To toast the upcoming arrival of a new decade (2020 show me something good, my love) let’s do a exercise in retrospection.
If I had a chance to speak to my 22-year-old self (that’s now minus a decade. Age reveal!).
Here’s what I would tell that stubborn little hell raiser:
You are 22 and you know god damn everything. You will kill yourself to be right that he is the one because you believe so desperately in redemption stories and more so in true love. Plot twist, he wont change. Leave him be.
You will break a few hearts but will only be sorry over two of them. You’ll make the same mistake twice. Shake it off. You’re a romantic, the best love story is yet to be written.
You will grieve, it will hurt. I want to tell you it will heal but we are still in the process.
You need to eat better, you get too skinny when sad.
Do more living. But not in the dumbass impulsive way that you do things. Think about consequences better. Take your own advice. Be as nice to yourself as you are to your friends. Admit defeat and admit emotion. Find balance between pride and humility. You’re going to swallow a lot of pride, get used to the taste.
You’re going to have a lot of really good memories.
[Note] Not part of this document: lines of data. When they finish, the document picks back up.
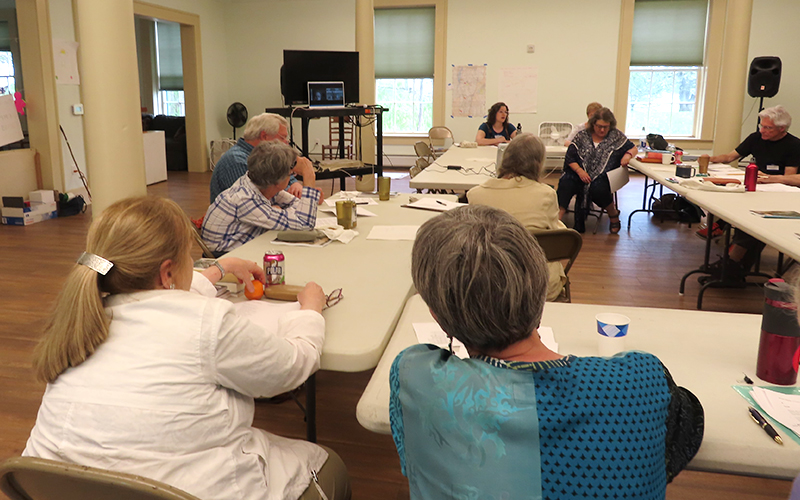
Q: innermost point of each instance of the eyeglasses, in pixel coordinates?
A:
(333, 298)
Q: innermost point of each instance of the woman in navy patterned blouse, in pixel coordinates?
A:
(517, 420)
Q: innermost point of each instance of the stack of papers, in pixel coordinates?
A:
(783, 408)
(434, 204)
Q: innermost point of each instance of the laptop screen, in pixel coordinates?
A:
(321, 94)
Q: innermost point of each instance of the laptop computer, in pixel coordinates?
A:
(325, 94)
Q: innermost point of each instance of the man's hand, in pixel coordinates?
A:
(295, 189)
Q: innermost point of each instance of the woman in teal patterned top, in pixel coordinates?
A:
(517, 420)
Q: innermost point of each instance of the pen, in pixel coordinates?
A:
(762, 422)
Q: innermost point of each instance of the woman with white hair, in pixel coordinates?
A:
(517, 420)
(517, 190)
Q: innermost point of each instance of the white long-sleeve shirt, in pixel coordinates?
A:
(169, 396)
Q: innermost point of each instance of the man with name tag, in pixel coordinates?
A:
(776, 152)
(265, 127)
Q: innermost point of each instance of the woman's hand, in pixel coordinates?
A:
(241, 268)
(312, 297)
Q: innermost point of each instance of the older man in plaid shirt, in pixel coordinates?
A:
(257, 201)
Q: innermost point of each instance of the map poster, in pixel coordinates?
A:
(518, 89)
(469, 91)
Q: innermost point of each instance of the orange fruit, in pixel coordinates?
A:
(257, 293)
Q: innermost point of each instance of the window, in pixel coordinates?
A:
(169, 64)
(662, 99)
(404, 62)
(667, 54)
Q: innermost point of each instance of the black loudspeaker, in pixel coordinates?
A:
(764, 78)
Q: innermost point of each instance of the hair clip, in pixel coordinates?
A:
(95, 263)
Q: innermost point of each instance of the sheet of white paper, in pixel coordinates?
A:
(265, 314)
(65, 62)
(393, 233)
(435, 204)
(432, 333)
Times that your heart will burst from love, you’ll laugh so hard that it ends in tears, you will be so immensely grateful for your friends. And your relationship with your mother will settle into a reverent understanding of her humanity. Cut her a break.
You will be sad, you will be really sad, it will cut so deep you can’t breathe anymore. You will be disappointed in people. You will lose faith. You will lose strength. You will feel alone. You will recover cause you my little heroine have got go. It’s hard for me to stand here at the end of 10 years and try to remember how much of the good there was in relation to the bad but life is not Math. Lucky, cause you don’t get better at Math.
Try write more when you’re not in a emotionally fucked place. You might improve.
Don’t worry about work. Be wary of your truth. Put in less effort. Care less about manipulative bitches. The money isn’t worth it.
And, lastly, my angel, the wounds all heal. I promise.